Éphéméride 25 février 1983 décès de Tennessee Williams

Thomas Lanier Williams, dit Tennessee Williams, né le 26 mars 1911 à Columbus dans le Mississippi aux États-Unis, mort le 25 février 1983 à New York, est un écrivain américain dont de nombreuses œuvres furent portées au cinéma.

Ses relations sont très difficiles avec son père, voyageur de commerce alcoolique, joueur de poker, toujours absent, qui favorise régulièrement son frère Dakin. La famille rejoint le grand-père à Saint-Louis en 1918. Tenessee a passé son enfance, avec sa mère Edwina et sa sœur Rose, qu’il adorait, chez son grand-père, pasteur et sa grand-mère apaisante. Gravement malade à cinq ans, il occupe alors son temps à écrire des poèmes et saynettes, sous les encouragements de Rose. Il est encouragé dans cette voie en recevant sa première machine à écrire pour l’anniversaire de ses douze ans.

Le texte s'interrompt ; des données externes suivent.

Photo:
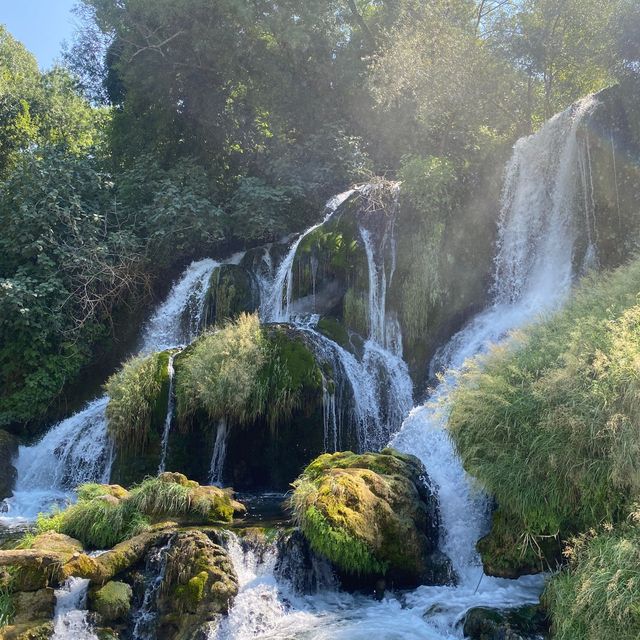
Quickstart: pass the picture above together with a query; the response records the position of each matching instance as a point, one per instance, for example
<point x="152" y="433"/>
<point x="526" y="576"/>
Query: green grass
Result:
<point x="138" y="396"/>
<point x="597" y="597"/>
<point x="243" y="373"/>
<point x="6" y="607"/>
<point x="100" y="521"/>
<point x="549" y="423"/>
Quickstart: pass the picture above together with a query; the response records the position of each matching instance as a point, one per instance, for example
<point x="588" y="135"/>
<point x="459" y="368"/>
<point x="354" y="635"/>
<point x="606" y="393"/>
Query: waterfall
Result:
<point x="146" y="615"/>
<point x="78" y="449"/>
<point x="541" y="208"/>
<point x="169" y="418"/>
<point x="70" y="618"/>
<point x="219" y="453"/>
<point x="275" y="303"/>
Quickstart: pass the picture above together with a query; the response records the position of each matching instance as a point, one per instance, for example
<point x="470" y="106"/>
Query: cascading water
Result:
<point x="541" y="211"/>
<point x="219" y="453"/>
<point x="70" y="618"/>
<point x="169" y="417"/>
<point x="78" y="449"/>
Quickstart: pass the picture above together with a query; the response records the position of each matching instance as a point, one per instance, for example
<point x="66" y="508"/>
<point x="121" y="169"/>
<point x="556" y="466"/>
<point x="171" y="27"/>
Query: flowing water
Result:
<point x="542" y="203"/>
<point x="71" y="615"/>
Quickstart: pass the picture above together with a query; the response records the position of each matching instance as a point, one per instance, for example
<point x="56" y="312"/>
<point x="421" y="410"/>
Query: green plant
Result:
<point x="6" y="607"/>
<point x="138" y="396"/>
<point x="548" y="423"/>
<point x="596" y="597"/>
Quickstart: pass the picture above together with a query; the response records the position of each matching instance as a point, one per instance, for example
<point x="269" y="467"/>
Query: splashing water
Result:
<point x="541" y="206"/>
<point x="78" y="449"/>
<point x="169" y="417"/>
<point x="70" y="618"/>
<point x="219" y="453"/>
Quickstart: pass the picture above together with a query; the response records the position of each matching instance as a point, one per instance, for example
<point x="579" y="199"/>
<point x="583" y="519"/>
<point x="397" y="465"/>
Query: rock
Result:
<point x="199" y="584"/>
<point x="8" y="451"/>
<point x="42" y="563"/>
<point x="31" y="606"/>
<point x="371" y="515"/>
<point x="112" y="602"/>
<point x="40" y="630"/>
<point x="524" y="623"/>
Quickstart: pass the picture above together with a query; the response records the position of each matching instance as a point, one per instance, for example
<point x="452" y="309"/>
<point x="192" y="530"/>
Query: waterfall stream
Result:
<point x="542" y="204"/>
<point x="78" y="449"/>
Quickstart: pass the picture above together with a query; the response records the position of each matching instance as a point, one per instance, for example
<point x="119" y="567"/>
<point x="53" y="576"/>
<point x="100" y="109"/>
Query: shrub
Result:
<point x="137" y="400"/>
<point x="548" y="423"/>
<point x="244" y="372"/>
<point x="101" y="520"/>
<point x="596" y="597"/>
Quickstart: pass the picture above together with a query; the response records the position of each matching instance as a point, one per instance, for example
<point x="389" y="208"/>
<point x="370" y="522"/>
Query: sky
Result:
<point x="41" y="25"/>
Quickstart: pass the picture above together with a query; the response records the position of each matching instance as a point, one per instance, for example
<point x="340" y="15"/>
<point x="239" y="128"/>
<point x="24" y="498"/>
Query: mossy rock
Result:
<point x="32" y="606"/>
<point x="371" y="515"/>
<point x="232" y="291"/>
<point x="36" y="578"/>
<point x="136" y="414"/>
<point x="505" y="554"/>
<point x="8" y="473"/>
<point x="39" y="630"/>
<point x="199" y="584"/>
<point x="523" y="623"/>
<point x="112" y="601"/>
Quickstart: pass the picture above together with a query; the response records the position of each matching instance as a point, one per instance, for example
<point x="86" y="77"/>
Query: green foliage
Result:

Il est publié pour la première fois à dix-sept ans, dans
Weird Tales. Il fréquente un temps l’université mais doit abandonner, faute de moyens. Il écrit ses premières pièces et commence à prendre conscience de son homosexualité, qu’il ne consomme pourtant qu’à vingt-huit ans. Son accent du Sud lui vaut le surnom moqueur « Tennessee », qu’il prend plus tard comme nom de plume, en hommage aux origines de son grand-père. Il doit travailler dans la même fabrique de chaussures que son père, déteste ce travail, mais s’y accroche dans le but de réunir assez d’argent pour partir étudier à l’université de l’Iowa.
En 1937, il rompt avec sa famille lorsque Rose, schizophrène, est enfermée dans un sanatorium après avoir subi des attouchements sexuels.

Il réussit à y décrocher une licence en 1938 et sa pièce
Spring Storm est présentée, malgré les réactions défavorables de ses professeurs. Il est réformé au moment de l’engagement des États-Unis dans la seconde guerre mondiale à cause de son dossier psychiatrique, de son alcoolisme, de son homosexualité et de ses troubles cardiaques et nerveux.

Il est alors embauché par la MGM à Hollywood, pour divers travaux d’écriture. En 1943, sa sœur schizophrène subit une lobotomie. Williams la prend en charge, et garde toute sa vie la peur de devenir fou, comme elle.

Il propose un scénario à la MGM, qu’elle refuse. Il en fait alors une pièce, La Ménagerie de verre, qui devient un grand succès et est adapté au cinéma, comme beaucoup de ses œuvres suivantes.

Tennessee Williams devient tout à coup célèbre. Utilisant les techniques qu’il a apprises au cinéma, il crée une pièce violente et sensible dans laquelle le tragique plane toujours au-dessus des personnages, un élément récurrent dans son théâtre.

En 1947,
Un tramway nommé Désir confirme son statut de grand dramaturge et gagne le Pulitzer.

Ses pièces se succèdent alors sur les planches de Broadway.
La Chatte sur un toit brûlant, La Descente d’Orphée, La Nuit de l’iguane entre bien d’autres sont de grands succès, mais sont aussi vus comme des révolutions dans le théâtre américain. On y trouve l’influence de William Faulkner et D.H. Lawrence, qu’il explique dans ses Mémoires d’un vieux crocodile par l’intérêt qu’il éprouve pour les marginaux et les perdants, victimes d’une société qui ne les comprend pas et les rejette. À travers eux il raconte et analyse la solitude, constante de sa vie. Ses personnages et les situations dans lesquelles ils évoluent sont très souvent inspirés sur les membres de sa famille et les événements qu’il a vécus.

À la mort de son compagnon Frank Merlo en 1963, Williams oriente son écriture dans une direction plus expérimentale, similaire à Samuel Beckett, Ionesco et Jean-Paul Sartre, mais sans succès critique. Il entre en désintoxication en 1969 et aborde cette période dans
Out Cry, qui est un échec à Broadway en 1973.

Ses travaux de la fin des années soixante-dix sont parmi ses plus innovants. Pourtant,
Vieux Carré, A Lonely Day for Crève Cœur ou Clothes for A Summer Hotel n’ont pas le succès de ses premières pièces jouées. En revanche, il est considéré en URSS comme le plus grand auteur depuis Tchekhov.

Il meurt en 1983, étouffé par un bretzel après une nuit d’alcool et de médicaments dans sa chambre de l’Hotel Elysee à New York. Pour certains, comme son frère, cette mort n’est pas accidentelle.

Instable, névrosé, Tennessee Williams laisse une œuvre considérable, faite de vingt-cinq pièces, plusieurs dizaines de courtes pièces et scénarios, soixante nouvelles, plus d’une centaine de poèmes et une autobiographie.